Last Thursday, The Michael J. Fox Foundation (MJFF) hosted a capacity crowd of leaders from industry, nonprofits and academia at our 12th annual Parkinson's Disease Therapeutics Conference, held in New York.
The conference kicked off with a welcome from MJFF CEO Todd Sherer, PhD, who spoke about the "incredible momentum" in Parkinson's research. He said: "Our ultimate goal is to develop new and better treatments for people with Parkinson's disease. That's why we are here -- to work collaboratively toward that goal."
In her opening remarks, this year's conference chair, Carole Ho, MD, of Denali Therapeutics thanked MJFF for "its amazing work supporting Parkinson's disease therapeutics with a patient focus." She went on to explain that the science of Parkinson's has evolved thanks in part to our deeper understanding of Parkinson's genetics, including GBA, PINK1 and LRRK2. Genetics were a focus for several presenters, including Dr. Ho's colleague Matthew Troyer, MD, who headlined the "Hot Topics in Parkinson's Disease Research" session.
Highlights from Dr.
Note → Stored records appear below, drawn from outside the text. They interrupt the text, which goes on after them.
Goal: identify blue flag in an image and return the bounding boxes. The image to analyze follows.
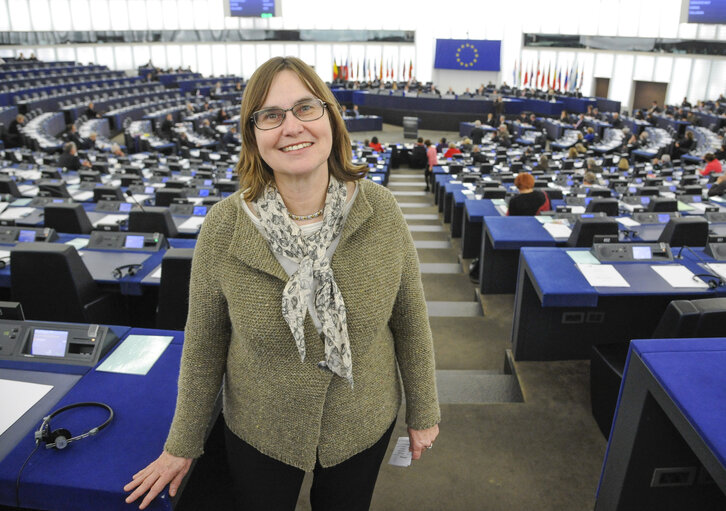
[434,39,502,71]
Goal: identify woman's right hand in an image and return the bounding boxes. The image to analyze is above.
[124,451,192,509]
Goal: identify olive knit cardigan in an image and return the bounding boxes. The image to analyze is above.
[164,180,440,471]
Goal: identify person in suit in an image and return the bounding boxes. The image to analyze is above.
[507,172,550,216]
[469,120,484,145]
[56,142,91,170]
[125,57,441,511]
[5,114,26,149]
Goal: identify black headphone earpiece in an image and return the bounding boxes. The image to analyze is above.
[46,428,73,449]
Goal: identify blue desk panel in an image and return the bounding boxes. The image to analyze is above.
[0,329,183,511]
[595,338,726,511]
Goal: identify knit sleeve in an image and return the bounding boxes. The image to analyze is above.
[164,203,234,458]
[389,200,441,429]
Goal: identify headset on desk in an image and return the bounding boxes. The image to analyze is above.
[15,401,113,508]
[111,263,144,280]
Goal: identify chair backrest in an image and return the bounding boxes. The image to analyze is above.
[585,198,618,216]
[43,202,93,234]
[156,248,194,330]
[129,206,179,238]
[658,216,708,247]
[567,216,618,247]
[648,197,678,212]
[0,176,22,197]
[10,243,101,323]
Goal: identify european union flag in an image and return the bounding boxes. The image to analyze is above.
[434,39,502,71]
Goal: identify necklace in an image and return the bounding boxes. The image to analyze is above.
[287,206,325,222]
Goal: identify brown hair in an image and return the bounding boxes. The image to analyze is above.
[235,57,367,201]
[514,172,534,190]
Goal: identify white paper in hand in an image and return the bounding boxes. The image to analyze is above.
[388,436,411,467]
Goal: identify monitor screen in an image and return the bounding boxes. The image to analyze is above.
[30,330,68,357]
[633,246,652,260]
[124,234,144,248]
[18,231,35,243]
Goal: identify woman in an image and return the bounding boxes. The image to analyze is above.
[125,57,440,510]
[507,172,550,216]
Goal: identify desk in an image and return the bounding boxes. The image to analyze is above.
[0,328,191,511]
[595,338,726,511]
[512,247,726,360]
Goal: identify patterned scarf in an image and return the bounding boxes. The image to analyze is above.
[255,176,353,387]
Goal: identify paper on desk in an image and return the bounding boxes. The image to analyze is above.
[179,216,204,231]
[388,436,411,467]
[96,335,173,376]
[565,250,600,264]
[651,264,708,288]
[66,238,88,250]
[0,207,35,220]
[575,264,630,287]
[0,380,53,435]
[706,263,726,280]
[615,216,640,227]
[542,222,572,239]
[93,215,128,227]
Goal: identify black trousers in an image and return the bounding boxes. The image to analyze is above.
[225,420,396,511]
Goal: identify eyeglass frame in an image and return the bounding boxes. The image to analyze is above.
[250,98,328,131]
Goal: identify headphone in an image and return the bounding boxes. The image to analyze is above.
[35,402,113,450]
[111,263,143,280]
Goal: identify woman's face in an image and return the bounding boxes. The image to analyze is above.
[254,70,333,184]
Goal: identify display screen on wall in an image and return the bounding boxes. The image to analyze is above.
[434,39,502,71]
[224,0,280,18]
[681,0,726,24]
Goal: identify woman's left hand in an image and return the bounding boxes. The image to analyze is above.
[408,424,439,460]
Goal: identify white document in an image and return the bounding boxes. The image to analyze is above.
[71,190,93,202]
[651,264,708,288]
[542,222,572,239]
[615,216,640,227]
[0,380,53,435]
[66,238,88,250]
[0,207,35,220]
[575,264,630,287]
[93,215,128,227]
[179,216,204,231]
[706,263,726,280]
[388,436,411,467]
[96,335,174,376]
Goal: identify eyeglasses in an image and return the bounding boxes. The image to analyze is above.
[250,98,328,130]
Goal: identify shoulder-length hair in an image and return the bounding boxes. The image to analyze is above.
[235,57,367,201]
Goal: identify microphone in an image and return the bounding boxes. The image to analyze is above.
[126,189,146,213]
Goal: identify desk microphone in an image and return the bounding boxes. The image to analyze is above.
[126,189,146,213]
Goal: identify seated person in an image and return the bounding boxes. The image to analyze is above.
[507,172,550,216]
[369,137,383,153]
[56,142,91,170]
[708,174,726,197]
[698,153,723,176]
[444,142,461,158]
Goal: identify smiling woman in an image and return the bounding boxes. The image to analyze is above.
[125,57,440,511]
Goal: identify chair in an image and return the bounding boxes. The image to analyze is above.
[585,198,618,216]
[10,243,123,325]
[590,298,726,438]
[129,206,179,238]
[648,197,678,212]
[43,202,93,234]
[658,216,708,247]
[156,248,194,330]
[567,216,618,247]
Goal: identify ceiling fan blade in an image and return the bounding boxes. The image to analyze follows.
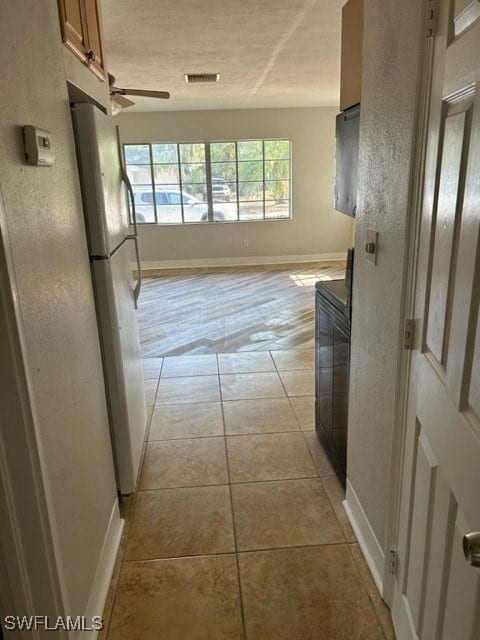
[110,93,135,116]
[112,93,135,108]
[112,87,170,100]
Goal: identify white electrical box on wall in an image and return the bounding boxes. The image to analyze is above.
[23,124,55,167]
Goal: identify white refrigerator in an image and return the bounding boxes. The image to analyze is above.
[72,103,147,494]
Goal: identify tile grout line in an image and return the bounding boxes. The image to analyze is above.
[104,358,165,640]
[135,476,332,496]
[270,354,348,544]
[347,542,387,640]
[122,540,356,564]
[216,353,247,640]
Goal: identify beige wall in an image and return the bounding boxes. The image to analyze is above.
[117,108,352,264]
[348,0,423,551]
[0,0,117,615]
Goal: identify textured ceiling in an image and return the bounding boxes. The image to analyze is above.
[101,0,345,111]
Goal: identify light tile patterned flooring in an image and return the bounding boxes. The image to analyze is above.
[138,262,345,358]
[103,348,394,640]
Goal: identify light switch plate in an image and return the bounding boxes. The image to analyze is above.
[365,229,378,264]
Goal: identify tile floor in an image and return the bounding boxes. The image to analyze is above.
[103,349,395,640]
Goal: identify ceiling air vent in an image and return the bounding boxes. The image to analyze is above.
[185,73,220,82]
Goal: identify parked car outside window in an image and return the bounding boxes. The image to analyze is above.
[134,188,236,224]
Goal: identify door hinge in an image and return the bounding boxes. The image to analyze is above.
[404,318,415,351]
[388,549,398,576]
[425,0,437,38]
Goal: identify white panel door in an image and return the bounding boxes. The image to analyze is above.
[392,0,480,640]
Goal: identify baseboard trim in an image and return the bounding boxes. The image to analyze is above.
[132,253,346,275]
[343,479,385,594]
[85,500,125,640]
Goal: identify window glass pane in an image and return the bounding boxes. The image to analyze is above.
[212,162,237,183]
[265,160,290,180]
[183,208,208,222]
[265,200,290,220]
[153,164,180,185]
[132,204,155,224]
[238,182,263,201]
[179,142,205,162]
[124,144,150,164]
[238,162,263,182]
[210,142,235,162]
[239,202,263,220]
[157,204,182,224]
[213,201,238,222]
[127,164,152,184]
[237,140,263,160]
[182,183,207,204]
[265,180,290,200]
[152,142,178,164]
[182,164,206,184]
[133,184,153,206]
[265,140,290,160]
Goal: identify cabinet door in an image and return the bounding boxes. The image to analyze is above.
[340,0,363,111]
[315,293,333,447]
[58,0,88,60]
[332,321,350,469]
[83,0,105,79]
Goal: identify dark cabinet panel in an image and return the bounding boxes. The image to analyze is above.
[315,285,350,485]
[335,106,360,216]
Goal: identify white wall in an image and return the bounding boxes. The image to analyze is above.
[348,0,423,572]
[0,0,119,615]
[117,108,352,264]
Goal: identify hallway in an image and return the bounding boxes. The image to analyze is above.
[103,349,394,640]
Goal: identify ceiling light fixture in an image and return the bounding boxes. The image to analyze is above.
[185,73,220,83]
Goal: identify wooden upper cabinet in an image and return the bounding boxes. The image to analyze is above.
[83,0,105,78]
[58,0,105,80]
[340,0,363,111]
[58,0,88,60]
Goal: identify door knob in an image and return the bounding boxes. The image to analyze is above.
[463,531,480,567]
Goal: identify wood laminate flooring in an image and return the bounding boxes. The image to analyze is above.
[138,262,345,358]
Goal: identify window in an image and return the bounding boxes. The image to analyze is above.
[124,140,291,224]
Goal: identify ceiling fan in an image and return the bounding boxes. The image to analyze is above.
[108,73,170,116]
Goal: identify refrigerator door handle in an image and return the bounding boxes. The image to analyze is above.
[115,125,138,238]
[127,235,142,309]
[122,166,138,238]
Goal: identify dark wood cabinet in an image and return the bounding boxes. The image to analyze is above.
[58,0,105,80]
[315,280,350,485]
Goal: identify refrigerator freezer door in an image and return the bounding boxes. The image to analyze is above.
[92,241,147,494]
[72,103,129,257]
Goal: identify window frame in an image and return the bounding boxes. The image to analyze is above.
[122,137,293,226]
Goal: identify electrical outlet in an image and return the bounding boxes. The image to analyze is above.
[365,229,378,265]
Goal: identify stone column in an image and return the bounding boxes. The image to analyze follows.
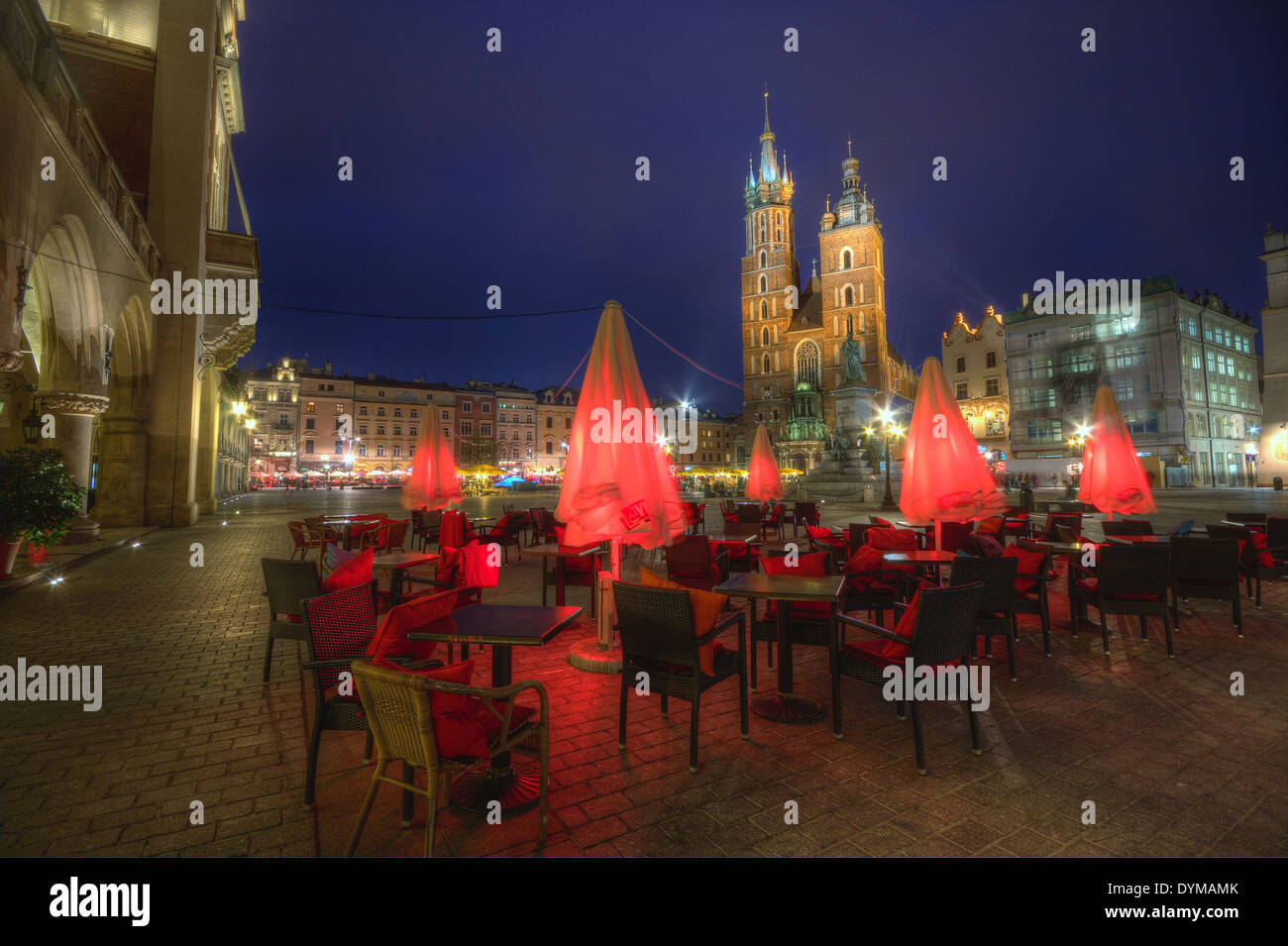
[94,413,149,526]
[36,391,111,543]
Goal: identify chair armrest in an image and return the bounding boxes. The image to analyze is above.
[836,614,909,644]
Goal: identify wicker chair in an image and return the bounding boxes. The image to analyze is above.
[344,661,550,857]
[952,556,1020,683]
[760,502,783,542]
[286,519,326,562]
[1167,536,1243,641]
[1207,520,1284,607]
[783,502,819,538]
[303,584,376,804]
[832,583,984,775]
[1012,540,1056,657]
[259,559,322,683]
[1070,545,1176,658]
[613,581,748,773]
[480,512,527,565]
[1100,519,1154,538]
[662,536,729,590]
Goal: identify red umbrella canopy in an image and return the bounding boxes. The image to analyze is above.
[899,358,1006,523]
[555,301,688,549]
[747,423,783,502]
[402,404,461,510]
[1078,384,1155,516]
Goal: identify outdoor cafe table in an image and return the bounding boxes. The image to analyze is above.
[712,572,845,722]
[525,542,599,607]
[371,552,438,605]
[407,605,581,812]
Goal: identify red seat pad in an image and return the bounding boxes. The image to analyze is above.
[1074,578,1167,601]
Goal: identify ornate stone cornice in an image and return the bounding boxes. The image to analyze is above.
[36,391,112,417]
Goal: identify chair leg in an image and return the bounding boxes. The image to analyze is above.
[265,631,273,683]
[304,706,325,804]
[910,700,926,775]
[690,689,702,775]
[344,761,389,857]
[617,671,630,749]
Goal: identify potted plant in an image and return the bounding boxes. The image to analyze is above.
[0,447,85,578]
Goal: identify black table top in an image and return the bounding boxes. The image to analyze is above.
[407,605,581,648]
[712,572,845,601]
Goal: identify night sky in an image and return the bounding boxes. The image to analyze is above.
[233,0,1288,410]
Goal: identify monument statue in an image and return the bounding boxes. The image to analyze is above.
[841,328,863,381]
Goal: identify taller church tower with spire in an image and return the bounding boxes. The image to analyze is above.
[742,91,917,470]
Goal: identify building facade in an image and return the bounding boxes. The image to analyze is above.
[0,0,259,532]
[939,306,1012,463]
[1257,224,1288,486]
[296,362,350,478]
[246,358,299,480]
[741,93,917,469]
[492,383,538,473]
[533,387,577,473]
[456,381,497,466]
[1005,276,1261,486]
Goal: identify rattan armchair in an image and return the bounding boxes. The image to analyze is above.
[952,555,1020,683]
[1167,536,1243,641]
[303,584,376,804]
[1069,545,1176,657]
[259,559,322,683]
[662,536,729,590]
[613,581,748,773]
[1012,540,1056,657]
[832,583,984,775]
[344,661,550,857]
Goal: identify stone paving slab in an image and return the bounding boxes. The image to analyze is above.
[0,490,1288,856]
Troyer and other presenters follow:
- Matthew Troyer, MD, of Denali Therapeutics presented, for the first time, data from the company's Phase 1 clinical trial of LRRK2 inhibitor DNL201. The drug was found to be generally safe and well-tolerated in study volunteers, with target and pathway engagement. Denali's trials are the first-in-human studies of LRRK2 inhibitors, and the positive data it shared was featured in "Forbes." Based on the positive results, Denali plans to initiate trials in Parkinson's disease patients with and without LRRK2 mutations.
- Suzanne Pfeffer, PhD, from Stanford University presented research on how LRRK2 gene mutations affect our brains. She explained that LRRK2 modifies a type of Rab protein, which eventually leads to damage of brain cells. This finding provides important new targets for developing drugs to combat LRRK2 mutations and slow or stop Parkinson's disease.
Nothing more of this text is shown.